Because the merger would effectively unite three companies — AT&T, BellSouth and Cingular Wireless LLC, their joint venture — executives expect that plenty of overlapping functions can be eliminated.

“This merger will allow us to move to a single brand for wireline, for wireless, for business and consumer, and that’s AT&T,” said Randall Stephenson, AT&T’s chief operating officer. “A single brand is much more cost efficient and far more effective.”

If the announced job cuts aren’t offset by hiring, they may be felt particularly strongly in Atlanta, where both BellSouth and Cingular are based. Cingular’s headquarters will remain there, but San Antonio, where AT&T is based, will be corporate headquarters.

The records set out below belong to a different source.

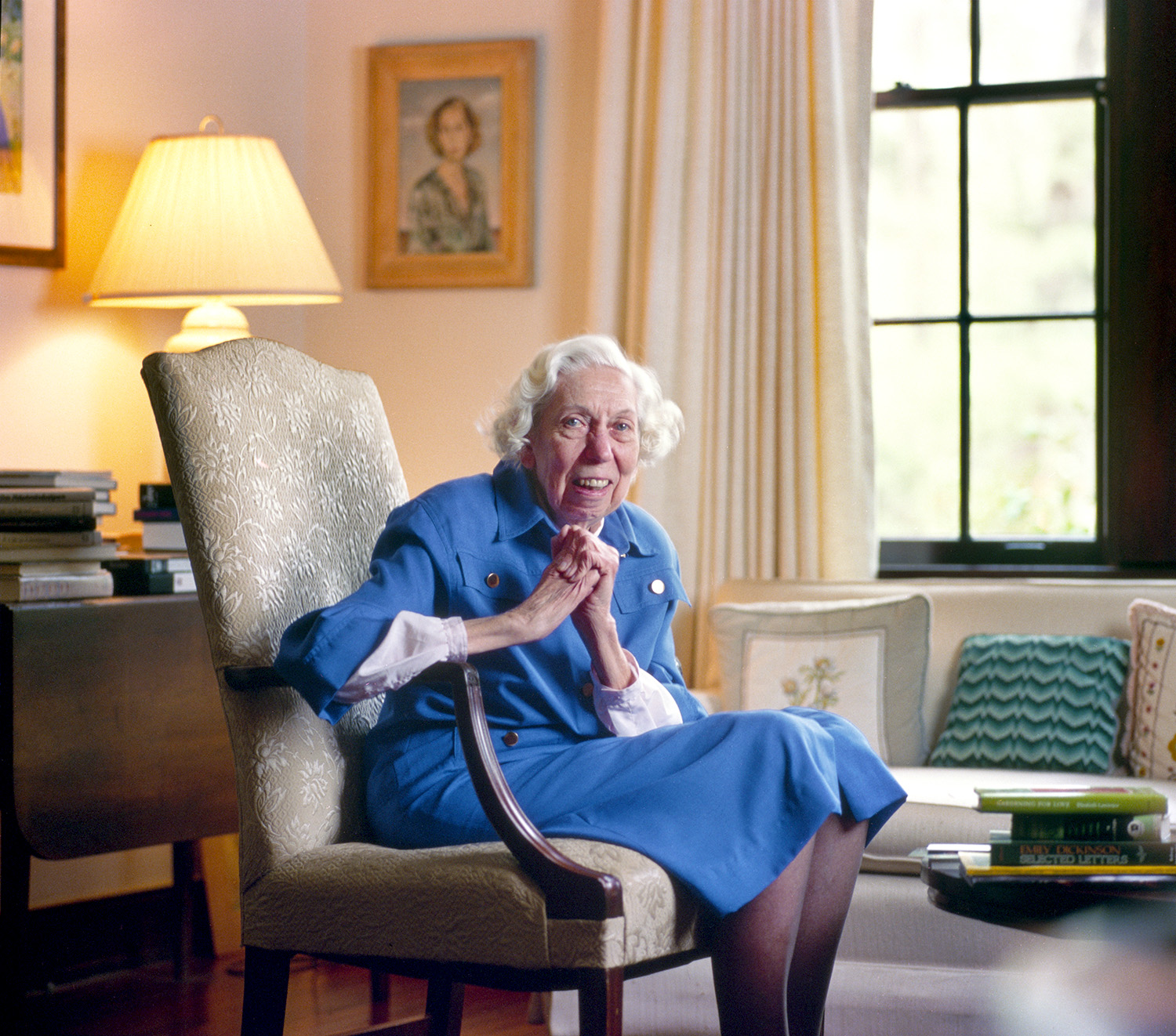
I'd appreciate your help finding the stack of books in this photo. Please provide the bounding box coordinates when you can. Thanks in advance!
[976,785,1176,877]
[134,482,187,552]
[0,469,118,602]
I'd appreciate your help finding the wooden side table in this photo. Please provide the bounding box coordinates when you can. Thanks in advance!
[0,594,238,1017]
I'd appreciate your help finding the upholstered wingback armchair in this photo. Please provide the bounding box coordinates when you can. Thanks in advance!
[143,339,705,1036]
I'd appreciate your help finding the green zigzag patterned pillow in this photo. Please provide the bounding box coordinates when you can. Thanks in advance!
[929,634,1129,773]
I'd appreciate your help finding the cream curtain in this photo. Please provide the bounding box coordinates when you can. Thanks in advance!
[592,0,875,683]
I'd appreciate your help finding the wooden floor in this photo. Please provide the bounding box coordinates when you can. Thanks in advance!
[18,956,547,1036]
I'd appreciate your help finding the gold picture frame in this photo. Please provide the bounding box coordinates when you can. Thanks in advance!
[367,40,535,288]
[0,0,66,267]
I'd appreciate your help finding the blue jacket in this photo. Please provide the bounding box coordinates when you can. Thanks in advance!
[274,463,705,747]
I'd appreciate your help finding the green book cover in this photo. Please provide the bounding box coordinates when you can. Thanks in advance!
[976,785,1168,813]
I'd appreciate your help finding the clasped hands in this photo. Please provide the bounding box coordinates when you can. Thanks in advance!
[466,526,635,689]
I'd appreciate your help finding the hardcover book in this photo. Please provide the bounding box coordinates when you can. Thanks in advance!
[0,534,119,562]
[0,560,103,576]
[976,785,1168,815]
[0,493,115,521]
[0,569,114,602]
[0,486,111,503]
[960,851,1176,883]
[143,522,187,550]
[1009,813,1171,842]
[139,482,176,510]
[0,526,106,549]
[103,554,197,597]
[989,839,1176,868]
[0,468,119,489]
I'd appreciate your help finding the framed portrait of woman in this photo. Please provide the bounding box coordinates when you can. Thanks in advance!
[0,0,66,267]
[367,40,535,288]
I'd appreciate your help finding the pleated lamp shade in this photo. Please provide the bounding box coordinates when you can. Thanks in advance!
[86,117,343,350]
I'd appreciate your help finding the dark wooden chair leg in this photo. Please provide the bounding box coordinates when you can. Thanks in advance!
[425,975,466,1036]
[172,842,195,982]
[241,947,294,1036]
[580,968,625,1036]
[368,968,392,1025]
[0,810,32,1031]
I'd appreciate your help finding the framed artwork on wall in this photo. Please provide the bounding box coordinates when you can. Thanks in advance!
[0,0,66,267]
[367,40,535,288]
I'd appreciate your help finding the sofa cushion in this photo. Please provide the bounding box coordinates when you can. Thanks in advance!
[710,594,931,766]
[931,634,1128,773]
[1123,600,1176,780]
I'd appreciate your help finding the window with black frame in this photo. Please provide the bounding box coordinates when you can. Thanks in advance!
[869,0,1108,569]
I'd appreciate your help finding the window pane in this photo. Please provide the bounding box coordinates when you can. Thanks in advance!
[969,320,1095,538]
[868,108,960,317]
[874,0,971,91]
[870,324,960,538]
[968,100,1095,315]
[980,0,1107,82]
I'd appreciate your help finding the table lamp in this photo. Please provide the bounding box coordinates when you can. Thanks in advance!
[85,115,343,352]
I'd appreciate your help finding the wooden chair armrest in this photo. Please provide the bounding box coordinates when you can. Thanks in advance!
[221,662,622,921]
[421,662,622,921]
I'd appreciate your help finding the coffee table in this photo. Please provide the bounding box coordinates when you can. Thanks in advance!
[921,846,1176,930]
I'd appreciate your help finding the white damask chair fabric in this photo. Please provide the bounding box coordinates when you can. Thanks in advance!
[143,339,703,1036]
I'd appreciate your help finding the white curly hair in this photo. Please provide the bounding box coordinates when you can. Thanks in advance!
[485,334,684,465]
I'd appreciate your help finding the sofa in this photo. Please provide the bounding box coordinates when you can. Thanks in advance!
[548,578,1176,1036]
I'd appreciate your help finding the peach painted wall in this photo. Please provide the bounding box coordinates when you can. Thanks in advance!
[0,0,600,904]
[306,0,599,493]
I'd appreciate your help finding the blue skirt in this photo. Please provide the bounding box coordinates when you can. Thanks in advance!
[368,708,906,915]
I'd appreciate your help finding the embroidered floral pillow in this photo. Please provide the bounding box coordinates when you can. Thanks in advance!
[1122,600,1176,781]
[710,594,931,766]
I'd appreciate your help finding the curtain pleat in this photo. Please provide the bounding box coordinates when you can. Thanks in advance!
[592,0,875,684]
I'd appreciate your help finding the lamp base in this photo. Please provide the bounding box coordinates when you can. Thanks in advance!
[167,302,249,353]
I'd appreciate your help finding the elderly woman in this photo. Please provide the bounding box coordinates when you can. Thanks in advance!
[277,336,903,1036]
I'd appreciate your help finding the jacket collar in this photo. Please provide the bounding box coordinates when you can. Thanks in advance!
[492,461,653,556]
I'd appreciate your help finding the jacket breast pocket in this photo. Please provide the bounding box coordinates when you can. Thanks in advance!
[613,561,687,615]
[458,550,543,604]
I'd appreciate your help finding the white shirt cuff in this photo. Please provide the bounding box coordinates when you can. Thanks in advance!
[592,651,682,737]
[336,611,468,705]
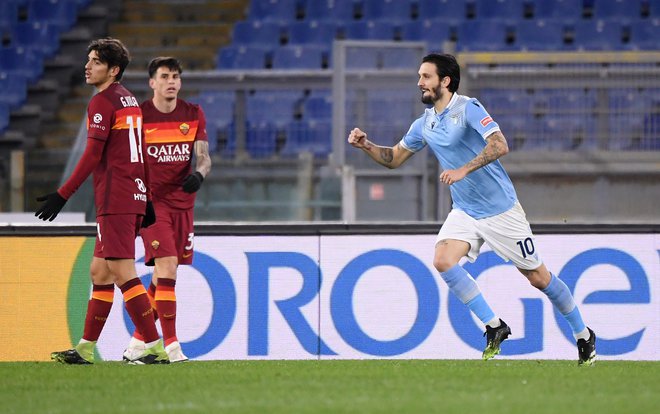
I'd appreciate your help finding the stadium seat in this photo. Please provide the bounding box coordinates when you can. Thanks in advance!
[305,0,358,21]
[514,19,564,51]
[475,0,524,21]
[593,0,642,19]
[362,0,412,22]
[28,0,78,33]
[0,1,18,30]
[625,18,660,50]
[0,70,27,109]
[343,20,395,40]
[346,47,382,69]
[13,21,60,58]
[249,0,298,23]
[288,20,337,45]
[217,46,270,69]
[566,20,624,50]
[273,45,328,69]
[246,91,302,126]
[0,46,44,83]
[456,20,512,52]
[533,0,584,22]
[302,91,332,121]
[381,47,422,68]
[232,20,283,46]
[401,18,459,50]
[0,102,9,134]
[280,119,332,157]
[418,0,467,20]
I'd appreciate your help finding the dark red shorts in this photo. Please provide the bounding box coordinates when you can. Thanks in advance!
[140,205,195,266]
[94,214,142,259]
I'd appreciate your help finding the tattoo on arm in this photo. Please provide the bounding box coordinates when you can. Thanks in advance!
[465,131,509,172]
[193,141,211,177]
[379,147,394,164]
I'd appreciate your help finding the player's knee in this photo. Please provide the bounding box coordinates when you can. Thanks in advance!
[433,256,456,273]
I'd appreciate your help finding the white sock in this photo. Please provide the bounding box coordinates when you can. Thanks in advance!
[144,338,160,349]
[486,316,501,328]
[573,328,590,341]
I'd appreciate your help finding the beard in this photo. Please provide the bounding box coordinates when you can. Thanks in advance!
[422,87,440,105]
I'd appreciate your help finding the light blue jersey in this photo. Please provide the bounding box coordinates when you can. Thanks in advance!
[401,93,518,219]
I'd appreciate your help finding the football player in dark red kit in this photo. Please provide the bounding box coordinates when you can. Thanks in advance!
[124,57,211,362]
[35,38,169,364]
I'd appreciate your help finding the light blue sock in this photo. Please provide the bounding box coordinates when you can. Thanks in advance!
[440,265,495,325]
[541,274,586,334]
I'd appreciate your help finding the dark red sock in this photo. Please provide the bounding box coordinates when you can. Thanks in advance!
[133,280,158,341]
[156,278,177,346]
[119,277,159,343]
[83,285,115,341]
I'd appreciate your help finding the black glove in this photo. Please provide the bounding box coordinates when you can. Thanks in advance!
[34,191,66,221]
[142,201,156,229]
[182,171,204,194]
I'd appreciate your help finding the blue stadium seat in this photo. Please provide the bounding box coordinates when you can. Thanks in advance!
[533,0,584,22]
[289,20,337,45]
[626,18,660,50]
[217,46,270,69]
[456,20,512,51]
[567,20,624,50]
[28,0,78,33]
[381,48,422,69]
[419,0,467,20]
[475,0,524,21]
[515,19,564,51]
[346,47,382,69]
[362,0,412,22]
[305,0,357,21]
[0,46,44,83]
[344,20,395,40]
[593,0,642,19]
[303,91,332,121]
[232,20,283,46]
[401,18,459,50]
[273,45,328,69]
[0,102,9,134]
[245,121,279,158]
[280,119,332,157]
[0,70,27,109]
[246,91,302,126]
[0,1,18,30]
[13,21,60,58]
[249,0,299,22]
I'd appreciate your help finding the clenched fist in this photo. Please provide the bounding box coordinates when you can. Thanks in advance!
[348,128,369,149]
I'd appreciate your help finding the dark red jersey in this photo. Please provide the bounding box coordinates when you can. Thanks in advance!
[87,83,147,216]
[141,99,208,210]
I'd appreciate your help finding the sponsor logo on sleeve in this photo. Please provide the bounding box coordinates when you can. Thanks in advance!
[479,116,493,127]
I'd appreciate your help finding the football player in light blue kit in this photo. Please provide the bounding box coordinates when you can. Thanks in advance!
[348,54,596,365]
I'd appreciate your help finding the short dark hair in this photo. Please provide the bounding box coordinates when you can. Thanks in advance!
[422,53,461,92]
[87,37,131,80]
[148,56,183,78]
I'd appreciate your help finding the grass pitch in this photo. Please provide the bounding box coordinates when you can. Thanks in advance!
[0,359,660,414]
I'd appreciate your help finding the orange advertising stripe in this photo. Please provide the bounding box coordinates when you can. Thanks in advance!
[145,128,197,144]
[124,285,147,302]
[112,107,142,129]
[92,290,115,302]
[156,291,176,302]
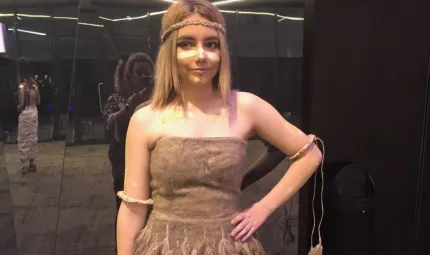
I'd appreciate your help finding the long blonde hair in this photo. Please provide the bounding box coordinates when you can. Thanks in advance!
[151,0,231,109]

Georgia Gov. Sonny Perdue and Atlanta Mayor Shirley Franklin said Monday they both will fly to Texas soon to try to persuade AT&T’s executives to move their headquarters to Atlanta.

“It’s hard to replace BellSouth,” Franklin said. “They’ve contributed so much over the last decade. We’re anxious for their national headquarters to move here.”

Before the cuts, the combined company would have around 317,000 employees, including Cingular.

The 10,000 planned cuts are in addition to the 26,000 job cuts AT&T has already announced — 13,000 due to SBC’s acquisition of AT&T Corp., which closed in November, and 13,000 due to shifting priorities in its operations. The combined SBC-AT&T took the name AT&T Inc.

At the Communications Workers of America, which would have about 200,000 workers at the combined company, spokeswoman Candice Johnson said the merger would be a “good opportunity for job growth” as the company expands into new technologies.

“We’re not looking for job losses at all,” Johnson said. The union has not yet endorsed the merger.

AT&T expects the acquisition announced Sunday to save it $2 billion annually at first, increasing to $3 billion a year by 2010.

Slightly more than one third of the savings would come from reduced labor costs and consolidation of support functions and corporate staff, Lindner said.

More savings from the proposed acquisition would come from reduced advertising expenses and combining the companies’ backbone network and information-technology operations.

“Over the last couple of years as we have operated Cingular and our Yellow Pages venture, it became clear that there was a lot of duplication that could be eliminated,” said Duane Ackerman, chief executive of BellSouth.

Under the terms of the deal, AT&T is paying 1.325 of its own shares for each BellSouth share. AT&T shares closed Monday down 97 cents, or 3.5 percent, at $27.02 on the New York Stock Exchange.

That put the value of the offer at $35.80 per BellSouth share. Those shares rose $3.04, or 9.7 percent, to close Monday at $34.50.

The narrow difference between the AT&T offer and the market price for BellSouth shares indicated that investors believe the merger is almost certain to get through regulators.

AT&T plans to buy back stock worth at least $10 billion in the next two years, effectively paying for the premium given to BellSouth shareholders in cash, executives said.

David Kaut, a telecom regulatory analyst at the financial services firm Stifel Nicolaus & Co., said the merger would likely gain approval with modest conditions, such as divestitures of business lines in overlapping territories.

The deal would substantially expand the reach of AT&T, already the country’s largest telecommunications company by the number of customers served. BellSouth is the dominant local telephone provider in the Southeast.

The merged company would have 70 million local-line phone customers, 54.1 million wireless subscribers and nearly 10 million broadband subscribers in the 22 states where they now operate.